Importantly, the data from the phase II open-label extension study provided strong evidence that the underlying SNALP LNP delivery technology, licensed from Tekmira Pharmaceuticals, is safe and well tolerated with 19 of the 27 patients involved having now received ALN-TTR02 once every 3 weeks for at least 6 months. After 282 doses administered, no drug-related serious adverse events were seen with infusion-related issues as expected the main source of adverse events. Notwithstanding the 8 mild flushing events and infusion reactions, there have been no drop-outs in the study so far.

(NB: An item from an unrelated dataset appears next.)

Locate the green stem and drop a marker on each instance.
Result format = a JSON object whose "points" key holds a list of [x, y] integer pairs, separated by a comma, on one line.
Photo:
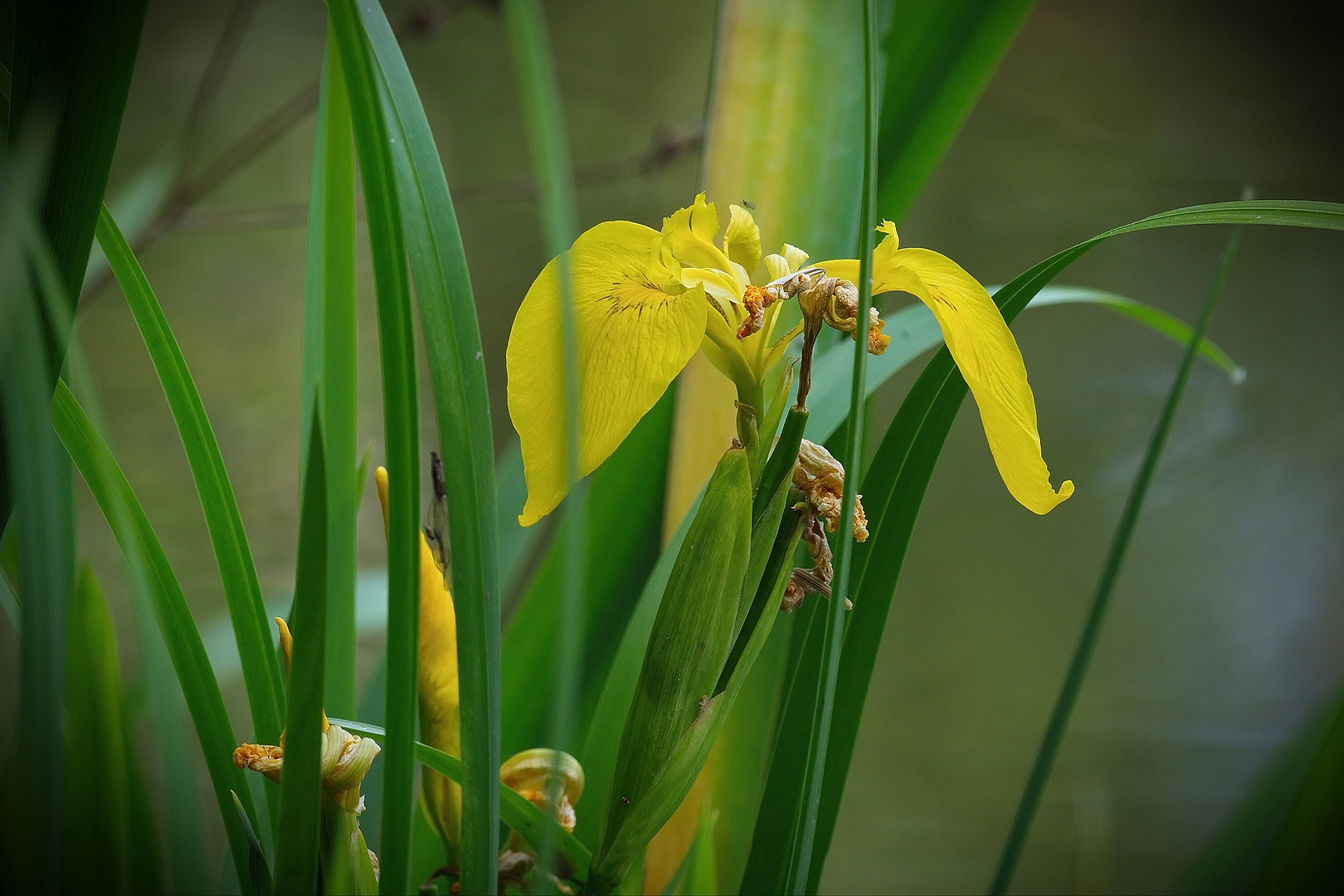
{"points": [[1110, 572], [801, 860]]}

On the efficacy side, ALN-TTR02 continued to produce robust sustained 80-90% knockdowns with a trend towards increased knockdown efficacy with prolonged dosing. This knockdown certainly puts ALN-TTR02 ahead of the competitor antisense drug from ISIS and GSK (ISIS-TTRRx) which is expected to be in the 70% range, but is probably ahead in terms of patient enrolment in their pivotal study.
The results presented at the ANA conference had been widely anticipated because it was the first time that Alnylam revealed measures of therapeutic efficacy beyond the gene knockdown. Accordingly, at the 6-month time-point patients treated with ALN-TTR02 exhibited less neurological declines as would have been expected from the Natural History of the disease. Unfortunately, in the absence of hard biomarker evidence indicating improved neurological and, for a subset of patients, cardiac functions, the apparent improvement in the well-being of the patients (mNIS+7) could easily be attributed to the open-label nature and the relatively early time-point of the study.
Therefore, despite of the fact that shares in Alnylam increased 20% on the results and the provider of the delivery technology, Tekmira, barely budged on the news, the most important take-home from the results was that SNALP LNP delivery technology and indeed extended robust RNAi has a remarkably good safety profile.